The researchers found that general quality of life and measurements of side effects often experienced by prostate cancer patients - including fatigue, sexual health and urinary incontinence - were stable throughout a course of outpatient radiation therapy among the men participating in an intensive yoga programme.

"Data have consistently shown declines in these important measures among prostate cancer patients undergoing cancer therapy without any structured fitness interventions, so the stable scores seen with our yoga programme are really good news," said Neha Vapiwala, associate professor at Abramson Cancer Centre, University of Pennsylvania in the US.

The possible explanation for the benefits of yoga seen in the study stems from physiologic data demonstrating its ability to help reduce cancer-related fatigue and to strengthen pelvic floor muscles and increase blood flow.

These latter aspects may in turn improve erectile dysfunction and urinary incontinence, Vapiwala said.

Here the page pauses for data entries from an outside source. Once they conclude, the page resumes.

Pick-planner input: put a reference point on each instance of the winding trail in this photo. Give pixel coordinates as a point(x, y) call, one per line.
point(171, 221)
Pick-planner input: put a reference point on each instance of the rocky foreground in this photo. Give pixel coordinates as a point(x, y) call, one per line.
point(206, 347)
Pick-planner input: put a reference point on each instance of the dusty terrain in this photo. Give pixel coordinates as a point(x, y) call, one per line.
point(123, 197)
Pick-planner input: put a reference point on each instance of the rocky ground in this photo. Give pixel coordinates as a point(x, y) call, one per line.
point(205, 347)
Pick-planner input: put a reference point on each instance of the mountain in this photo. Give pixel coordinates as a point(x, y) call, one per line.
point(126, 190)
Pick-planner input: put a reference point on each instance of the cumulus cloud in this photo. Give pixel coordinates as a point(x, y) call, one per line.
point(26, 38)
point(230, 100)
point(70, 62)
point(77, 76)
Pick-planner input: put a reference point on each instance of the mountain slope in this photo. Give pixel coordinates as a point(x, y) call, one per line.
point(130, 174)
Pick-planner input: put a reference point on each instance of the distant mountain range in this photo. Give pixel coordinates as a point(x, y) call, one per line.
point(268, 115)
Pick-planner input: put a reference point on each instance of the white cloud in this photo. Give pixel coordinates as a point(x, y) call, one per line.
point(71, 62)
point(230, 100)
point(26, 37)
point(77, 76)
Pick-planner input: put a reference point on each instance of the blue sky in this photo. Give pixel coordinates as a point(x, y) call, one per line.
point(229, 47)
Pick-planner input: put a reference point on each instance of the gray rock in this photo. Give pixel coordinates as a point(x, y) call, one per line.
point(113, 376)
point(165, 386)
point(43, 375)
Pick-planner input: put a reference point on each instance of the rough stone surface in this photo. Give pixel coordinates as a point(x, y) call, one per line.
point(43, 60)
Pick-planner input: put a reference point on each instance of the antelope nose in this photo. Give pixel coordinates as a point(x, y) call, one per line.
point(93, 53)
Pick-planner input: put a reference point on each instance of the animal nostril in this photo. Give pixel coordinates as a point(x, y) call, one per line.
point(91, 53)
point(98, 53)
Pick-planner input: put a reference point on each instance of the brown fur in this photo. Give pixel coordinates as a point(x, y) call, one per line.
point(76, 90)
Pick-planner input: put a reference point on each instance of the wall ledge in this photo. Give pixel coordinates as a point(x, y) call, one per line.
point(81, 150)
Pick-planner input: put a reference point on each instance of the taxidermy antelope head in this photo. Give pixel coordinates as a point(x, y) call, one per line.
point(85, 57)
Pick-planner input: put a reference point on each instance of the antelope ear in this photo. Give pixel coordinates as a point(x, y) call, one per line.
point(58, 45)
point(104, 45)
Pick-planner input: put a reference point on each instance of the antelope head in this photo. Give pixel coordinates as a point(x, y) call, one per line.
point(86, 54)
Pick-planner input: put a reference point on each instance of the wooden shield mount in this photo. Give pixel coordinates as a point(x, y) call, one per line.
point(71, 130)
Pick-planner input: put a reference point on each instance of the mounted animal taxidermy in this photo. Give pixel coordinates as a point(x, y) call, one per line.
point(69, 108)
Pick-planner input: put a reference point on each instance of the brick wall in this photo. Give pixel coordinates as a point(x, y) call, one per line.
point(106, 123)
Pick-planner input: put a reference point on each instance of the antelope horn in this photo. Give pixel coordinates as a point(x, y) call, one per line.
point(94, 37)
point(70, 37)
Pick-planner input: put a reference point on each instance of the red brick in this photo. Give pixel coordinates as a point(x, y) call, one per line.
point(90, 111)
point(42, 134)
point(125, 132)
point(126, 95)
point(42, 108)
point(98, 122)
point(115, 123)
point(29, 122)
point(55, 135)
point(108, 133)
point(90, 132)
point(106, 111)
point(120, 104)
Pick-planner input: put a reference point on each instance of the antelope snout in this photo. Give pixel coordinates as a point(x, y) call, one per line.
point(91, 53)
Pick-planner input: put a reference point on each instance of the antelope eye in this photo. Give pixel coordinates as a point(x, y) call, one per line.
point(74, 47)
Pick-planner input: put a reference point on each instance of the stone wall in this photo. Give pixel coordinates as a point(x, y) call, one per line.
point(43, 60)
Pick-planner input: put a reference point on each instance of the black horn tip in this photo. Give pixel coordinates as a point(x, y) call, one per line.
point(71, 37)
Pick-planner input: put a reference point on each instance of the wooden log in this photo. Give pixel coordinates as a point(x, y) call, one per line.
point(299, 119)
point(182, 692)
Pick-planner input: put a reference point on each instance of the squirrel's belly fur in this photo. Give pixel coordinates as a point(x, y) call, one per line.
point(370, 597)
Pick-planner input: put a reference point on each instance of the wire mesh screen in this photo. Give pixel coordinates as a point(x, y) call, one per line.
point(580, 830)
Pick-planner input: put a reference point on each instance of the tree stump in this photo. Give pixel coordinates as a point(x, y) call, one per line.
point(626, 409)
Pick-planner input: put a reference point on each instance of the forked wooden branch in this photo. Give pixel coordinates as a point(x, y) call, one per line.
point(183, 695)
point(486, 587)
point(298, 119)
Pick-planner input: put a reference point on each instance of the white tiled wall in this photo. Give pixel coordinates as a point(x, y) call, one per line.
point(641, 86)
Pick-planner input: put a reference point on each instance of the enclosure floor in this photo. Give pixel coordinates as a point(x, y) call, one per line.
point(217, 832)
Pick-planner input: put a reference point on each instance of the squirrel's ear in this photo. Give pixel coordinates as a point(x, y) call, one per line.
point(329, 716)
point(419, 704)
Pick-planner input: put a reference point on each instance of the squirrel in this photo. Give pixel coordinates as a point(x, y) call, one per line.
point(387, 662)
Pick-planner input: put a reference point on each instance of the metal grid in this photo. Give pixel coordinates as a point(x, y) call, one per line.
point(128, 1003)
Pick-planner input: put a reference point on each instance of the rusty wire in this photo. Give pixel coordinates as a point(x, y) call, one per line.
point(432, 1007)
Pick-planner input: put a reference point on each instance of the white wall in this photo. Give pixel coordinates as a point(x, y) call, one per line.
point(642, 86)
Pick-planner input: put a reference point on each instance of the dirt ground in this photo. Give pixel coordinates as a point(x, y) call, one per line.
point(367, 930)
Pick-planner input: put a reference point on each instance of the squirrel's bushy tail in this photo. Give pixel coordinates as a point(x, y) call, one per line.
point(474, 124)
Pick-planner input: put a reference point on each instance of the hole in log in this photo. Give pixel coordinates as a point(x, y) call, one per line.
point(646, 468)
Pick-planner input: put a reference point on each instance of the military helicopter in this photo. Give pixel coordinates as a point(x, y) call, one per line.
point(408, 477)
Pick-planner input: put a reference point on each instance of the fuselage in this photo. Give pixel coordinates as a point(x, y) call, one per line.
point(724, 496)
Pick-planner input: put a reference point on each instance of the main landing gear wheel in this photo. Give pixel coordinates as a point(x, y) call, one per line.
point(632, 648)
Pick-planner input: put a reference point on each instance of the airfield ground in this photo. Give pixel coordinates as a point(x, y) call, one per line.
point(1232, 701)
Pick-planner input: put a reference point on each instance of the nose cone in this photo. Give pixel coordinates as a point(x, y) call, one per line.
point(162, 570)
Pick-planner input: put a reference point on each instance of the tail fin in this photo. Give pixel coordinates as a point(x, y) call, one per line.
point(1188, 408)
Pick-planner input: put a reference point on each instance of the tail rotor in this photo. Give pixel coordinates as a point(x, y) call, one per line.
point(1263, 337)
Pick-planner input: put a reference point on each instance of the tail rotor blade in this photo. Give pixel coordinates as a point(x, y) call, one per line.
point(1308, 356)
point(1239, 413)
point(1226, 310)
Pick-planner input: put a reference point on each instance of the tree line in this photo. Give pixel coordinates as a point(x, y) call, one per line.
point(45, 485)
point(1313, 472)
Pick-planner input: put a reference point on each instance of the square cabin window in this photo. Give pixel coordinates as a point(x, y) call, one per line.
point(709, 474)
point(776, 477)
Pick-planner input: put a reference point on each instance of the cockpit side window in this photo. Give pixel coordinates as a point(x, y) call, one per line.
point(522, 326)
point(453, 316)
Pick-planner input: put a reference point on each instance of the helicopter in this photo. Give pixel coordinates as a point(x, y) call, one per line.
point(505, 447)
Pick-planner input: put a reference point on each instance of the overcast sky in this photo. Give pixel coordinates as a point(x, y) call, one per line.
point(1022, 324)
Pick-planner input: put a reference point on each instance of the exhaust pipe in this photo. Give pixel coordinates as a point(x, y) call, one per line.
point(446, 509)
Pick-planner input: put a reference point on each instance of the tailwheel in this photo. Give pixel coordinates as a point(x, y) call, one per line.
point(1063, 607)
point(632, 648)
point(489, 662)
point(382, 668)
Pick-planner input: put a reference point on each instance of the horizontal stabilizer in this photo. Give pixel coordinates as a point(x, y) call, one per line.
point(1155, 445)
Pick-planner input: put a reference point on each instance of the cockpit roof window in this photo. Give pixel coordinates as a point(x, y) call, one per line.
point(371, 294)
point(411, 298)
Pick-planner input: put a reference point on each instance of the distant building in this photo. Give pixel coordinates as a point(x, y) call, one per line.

Between May 2013 and June 2014, the study participants attended twice-weekly yoga classes of 75 minutes each, taught by trained Eischens yoga instructors.

"Eischens yoga incorporates ideas from movement theory and kinesiology and is accessible to all body types and experience levels," said Tali Mazar Ben-Josef, certified Eischens yoga instructor and researcher at Abramson Cancer Centre.

Most yoga participants reported a sense of well-being at the end of each class, Ben-Josef said.

Severity of fatigue scores demonstrated significant variability over the time of treatment. Erectile dysfunction, urinary incontinence, and general quality of life scores demonstrated steady trends.

The findings were presented at the Society of Integrative Oncology's 12th International Conference in Boston.